芝麻糊とは
芝麻糊は、黒ごまを細かく挽き、水分と甘味を加えて、とろりとした状態に仕上げる中国の伝統甜品です。中国語でも「芝麻糊」と書き、広東では糖水店で見かける代表的な濃厚系デザートの一つです。
黒ごまだけではなく、米や米粉、もち米系の材料などを組み合わせて濃度を作る方法があります。重要なのはごまを十分細かくし、ざらつきを抑えながら香りを引き出すことです。
基本情報
| 正式な料理名 | 芝麻糊 |
|---|---|
| 日本語表記 | 芝麻糊 |
| 英語表記 | Zhīma Hú / Black sesame sweet soup |
| 国・地域 | 中国・広東を中心とする華南 |
| 料理タイプ | ごまをすり潰した広式糖水・濃厚甜品 |
| 主な食事場面 | 食後の甜品、糖水店の温かいデザート、家庭の甘い間食 |
芝麻糊の特徴
黒ごまの香ばしさが主役
炒る、または香りを立たせた黒ごまを細かく挽くことで、濃い香ばしさとコクを引き出します。
米類でなめらかな濃度を作る
米や米粉類を組み合わせる作り方では、でんぷんが水分を抱え、スプーンからゆっくり落ちる程度のとろみを作ります。
挽き方と濾し方で口当たりが変わる
ごまを細かく粉砕するほど滑らかになり、粗いまま残すと粒感が強くなります。濾す工程を入れる作り方もあります。
主な材料
- 黒ごま:香り、色、コクの中心になる主材料です。
- 米・米粉・もち米系材料:作り方によって加え、自然なとろみとなめらかさを作ります。
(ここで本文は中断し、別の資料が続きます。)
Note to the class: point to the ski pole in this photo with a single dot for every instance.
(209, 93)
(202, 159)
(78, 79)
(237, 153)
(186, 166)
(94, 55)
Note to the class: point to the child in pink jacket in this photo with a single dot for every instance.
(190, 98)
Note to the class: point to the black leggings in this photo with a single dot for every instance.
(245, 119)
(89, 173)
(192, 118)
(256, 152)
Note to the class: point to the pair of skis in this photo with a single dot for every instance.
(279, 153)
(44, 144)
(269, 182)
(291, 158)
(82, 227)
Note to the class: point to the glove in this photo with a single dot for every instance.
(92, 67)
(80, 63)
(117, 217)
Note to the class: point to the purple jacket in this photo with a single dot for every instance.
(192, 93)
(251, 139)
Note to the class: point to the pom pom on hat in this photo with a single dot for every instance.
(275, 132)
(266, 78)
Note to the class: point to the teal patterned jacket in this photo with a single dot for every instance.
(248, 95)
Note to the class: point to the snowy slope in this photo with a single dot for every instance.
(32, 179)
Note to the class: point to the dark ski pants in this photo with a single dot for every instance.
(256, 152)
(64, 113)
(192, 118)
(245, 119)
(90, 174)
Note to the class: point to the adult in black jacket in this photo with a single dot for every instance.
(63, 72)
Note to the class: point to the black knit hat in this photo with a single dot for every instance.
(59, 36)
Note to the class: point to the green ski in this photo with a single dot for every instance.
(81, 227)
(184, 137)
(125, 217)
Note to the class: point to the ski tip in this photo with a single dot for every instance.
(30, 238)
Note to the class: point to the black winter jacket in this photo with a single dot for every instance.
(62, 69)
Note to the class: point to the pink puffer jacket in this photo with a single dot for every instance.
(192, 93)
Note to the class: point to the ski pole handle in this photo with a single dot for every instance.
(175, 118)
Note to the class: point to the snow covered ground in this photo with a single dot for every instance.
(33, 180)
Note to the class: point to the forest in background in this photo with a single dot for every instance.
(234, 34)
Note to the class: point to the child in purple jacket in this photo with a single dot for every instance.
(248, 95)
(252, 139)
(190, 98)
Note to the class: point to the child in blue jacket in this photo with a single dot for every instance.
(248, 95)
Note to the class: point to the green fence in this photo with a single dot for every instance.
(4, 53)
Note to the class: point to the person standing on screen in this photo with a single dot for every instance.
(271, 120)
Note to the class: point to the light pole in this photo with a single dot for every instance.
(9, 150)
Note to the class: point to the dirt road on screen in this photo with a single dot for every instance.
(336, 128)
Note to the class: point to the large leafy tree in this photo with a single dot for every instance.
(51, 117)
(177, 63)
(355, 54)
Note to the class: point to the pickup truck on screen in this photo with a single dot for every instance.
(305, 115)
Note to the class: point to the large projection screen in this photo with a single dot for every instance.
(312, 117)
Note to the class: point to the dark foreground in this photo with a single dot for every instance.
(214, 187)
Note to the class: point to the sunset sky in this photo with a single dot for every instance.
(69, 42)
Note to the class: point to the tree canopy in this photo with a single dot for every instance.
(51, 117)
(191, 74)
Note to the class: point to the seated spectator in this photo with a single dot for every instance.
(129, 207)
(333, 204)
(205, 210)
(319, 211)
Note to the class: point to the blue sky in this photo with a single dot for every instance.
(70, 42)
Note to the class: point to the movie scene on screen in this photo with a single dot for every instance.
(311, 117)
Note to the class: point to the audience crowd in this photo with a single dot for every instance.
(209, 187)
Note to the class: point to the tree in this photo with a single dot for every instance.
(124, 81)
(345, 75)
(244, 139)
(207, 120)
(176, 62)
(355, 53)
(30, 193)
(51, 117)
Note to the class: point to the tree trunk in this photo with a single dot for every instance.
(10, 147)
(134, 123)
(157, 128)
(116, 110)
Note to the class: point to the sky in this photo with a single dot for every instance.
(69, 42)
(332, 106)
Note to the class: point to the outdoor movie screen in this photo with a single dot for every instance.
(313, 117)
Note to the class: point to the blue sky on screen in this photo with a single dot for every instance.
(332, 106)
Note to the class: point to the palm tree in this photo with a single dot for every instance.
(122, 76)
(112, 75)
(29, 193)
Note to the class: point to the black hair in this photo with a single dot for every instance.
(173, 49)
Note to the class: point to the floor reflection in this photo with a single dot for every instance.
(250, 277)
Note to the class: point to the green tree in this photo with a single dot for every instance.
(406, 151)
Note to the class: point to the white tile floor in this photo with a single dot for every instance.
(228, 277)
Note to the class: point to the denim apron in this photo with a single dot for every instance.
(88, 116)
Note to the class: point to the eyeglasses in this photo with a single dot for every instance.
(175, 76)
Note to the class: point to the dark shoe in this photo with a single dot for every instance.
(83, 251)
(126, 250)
- 水:濃度を調整し、飲める程度からスプーンで食べる濃さまで幅を作ります。
- 砂糖・氷砂糖:黒ごまの香ばしさを損なわないよう甘味を整えます。
味と食感
炒った黒ごまの強い香ばしさとコクがあり、甘味は比較的穏やかに整えるとごまの風味が際立ちます。食感はとろりとしており、十分に粉砕・濾過したものは非常になめらかです。
作り方の違い
さらりと飲める濃度、スプーンですくえる濃厚な濃度、米類を多めにして粘度を上げるタイプなどがあります。ごまの炒り加減、粉砕の細かさ、濾すかどうかでも香りと舌触りが変わります。
いつ、どのように食べる料理か
糖水店では温かい状態で提供されることが多く、食後や夜の甘味として選ばれます。家庭では作り置きして温め直すこともできますが、濃くなりやすいため水分で粘度を調整します。
動画レシピを見るときの比較ポイント
CookClipでは複数の子動画記事を整理し、作り方の違いを見比べられる形でまとめます。動画を見るときは、次の点を比べると料理の個性が分かりやすくなります。
- 黒ごまを炒るか、どの程度香りを出すか
- ごまをどこまで細かく挽くか
- 米・米粉類を使うか、その割合
- 濾して滑らかにするか、粒感を残すか
- 水分量と最終的なとろみ
- 甘味をどの程度に整えるか
よくある質問
芝麻糊は飲み物ですか、デザートですか?
どちらにも近い料理です。さらりと仕上げれば飲める程度になりますが、一般にはとろみのある甜品としてスプーンで食べることが多いです。
黒ごま以外のごまでも作れますか?
芝麻糊としては黒ごまを使うタイプが特によく知られます。ごまの種類を変えると色、香り、コクが変わります。
なめらかにするコツは何ですか?
ごまを十分細かく挽き、米類を均一に混ぜ、必要に応じて濾すことでざらつきを減らせます。
芝麻糊は冷たくしても食べられますか?
冷やして食べることもできますが、冷えると粘度が上がりやすいため、作り方によっては水分を調整した方が食べやすくなります。